The Federation of All Pakistan Universities Academic Staff Associations (Fapuasa) has called a strike to protest against the actions of the government that usurp the autonomy of the universities to appoint their own staff. The Sindh Universities Laws (Amendment) Bill gives full authority to the chief minister to appoint vice-chancellors, registrars, examination controllers and other administrative staff. It also empowers the provincial government to determine and shape admission policy. Except for the appointment of vice-chancellor, all these powers were previously held by the universities. The strike effectively closes down all public sector universities in Sindh, postponing exams and disrupting annual schedules for students.

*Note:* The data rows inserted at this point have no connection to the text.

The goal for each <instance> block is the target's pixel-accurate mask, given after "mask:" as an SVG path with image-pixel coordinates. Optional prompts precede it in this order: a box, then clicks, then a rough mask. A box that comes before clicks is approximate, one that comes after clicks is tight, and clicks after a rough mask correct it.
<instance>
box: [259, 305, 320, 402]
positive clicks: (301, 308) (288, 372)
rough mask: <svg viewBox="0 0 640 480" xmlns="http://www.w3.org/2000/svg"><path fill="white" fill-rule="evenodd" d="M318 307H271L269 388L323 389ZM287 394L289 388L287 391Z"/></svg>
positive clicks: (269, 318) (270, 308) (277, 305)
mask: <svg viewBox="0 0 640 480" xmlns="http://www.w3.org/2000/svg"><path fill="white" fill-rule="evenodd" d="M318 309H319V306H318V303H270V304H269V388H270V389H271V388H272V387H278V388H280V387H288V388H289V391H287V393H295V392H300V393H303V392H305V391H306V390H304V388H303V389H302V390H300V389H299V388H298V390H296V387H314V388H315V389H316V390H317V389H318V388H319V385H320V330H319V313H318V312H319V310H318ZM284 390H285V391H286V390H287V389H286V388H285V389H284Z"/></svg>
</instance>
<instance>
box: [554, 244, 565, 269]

These strikes have been on-going since last year so the disruption that the students have to face is not new, neither is the lack of compromise and solutions on part of the government. In September 2013, teachers of the Karachi University boycotted the Sindh Universities Amendment Bill and academic activities were suspended. In February, the academic staff of universities across Sindh observed a full day strike on Tuesday to protest the delay in revising the Sindh Universities Law Amendment according to their demands. The Sindh University in February protested police raids in teachers’ homes. There are reports that similar laws may be enacted by the PTI government in Khyber Pakhtunkhwa.

The controversial bill was tabled and passed in the Sindh Assembly on August 19, 2013 and was protested by the MQM. Under the law, the control of public sector universities has been transferred from the governor to the chief minister. At the time of the enactment, none of the Sindh universities were on board. Though the movement of powers from the governor to the chief minister is legal under the 18th amendment, the loss of autonomy over appointing staff was always a sticking point. And it is not unwarranted. Bureaucratic interference in education has played havoc with education not only in Sindh but in other provinces as well and appointments by the government have been prone to corruption. Not to say that the track record of these universities is stellar either. Many of these universities are plagued by political conflict, under-performing academic records and a lack of good teachers. However, education is a profession, and needs to be autonomous and self-controlling. Autonomy does not mean privatisation; these are still government funded institutions, and the VC will still be appointed by the government. More autonomy allows public universities to operate with less red tape and with greater freedom to raise revenue and academic targets.